In fact, we can go a step further: humans lack-of-knowledge of the low-level structure of particular flowers is one of the main reasons we should expect our abstractions to look roughly like the picture above. Why? Well, let’s go back to the original picture from the definition:

Key thing to notice: since Y is independent of all the low-level details of X except the information contained in f(X), f(X) contains everything we can possibly learn about X just by looking at Y.

In terms of flowers: our “high-level summary data” f(X) contains precisely the things we can figure out about the flower without pulling out a microscope or cutting it open or otherwise getting “closer” to the flower.

## Testable Case?

Finally, let’s outline a way to test this out more rigorously.

We’d like some abstract object which we can simulate at a “low-level” at reasonable computational cost. It should exhibit some of the properties relevant to our conceptual test-cases from earlier: components which turn over, moves around, change shape/appearance, might be many or just one, etc. Just those first two properties - components which turn over and object moving around - immediately suggest a natural choice: a wave.

• In a particle view, the underlying particles comprising the wave change over time
• The wave moves around in space and relative to other waves
• The wave may change shape (due to obstacles, dissipation, nonlinearity, etc)
• There may be other similar-looking waves in the environment or no other waves

I’d be interested to hear if this sounds to people like a sensible/fair test of the concept.

## Summary

We want to define abstract objects - objects which are not ontologically fundamental components of the world, but are instead abstractions on top of a low-level world. In particular, our problem asks to track a particular flower within a molecular-level simulation of a garden. Our method should be robust to the sorts of things a human notion of a flower is robust to: molecules turning over, flower moving around, changing appearance, etc.

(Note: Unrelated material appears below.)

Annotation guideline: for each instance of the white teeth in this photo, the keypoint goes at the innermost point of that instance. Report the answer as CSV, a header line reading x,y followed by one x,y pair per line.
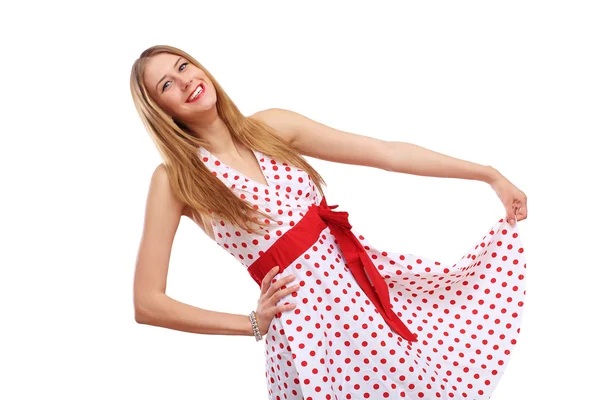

We can do that with a suitable notion of abstraction: we have summary data f(X) of some low-level variables X, such that f(X) contains all the information relevant to variables “far away”. We’ve argued that, if we choose X to include precisely the low-level variables which are physically inside the flower, and mostly use physical distance to define “far-away” (modulo microwaves and the like), then we’d expect the information-content of f(X) to be locally minimal. Varying our choice of X subject to the same initial conditions - i.e. moving the supposed flower-boundary away from the true flower - requires f(X) to contain more information about the low-level structure of the flower.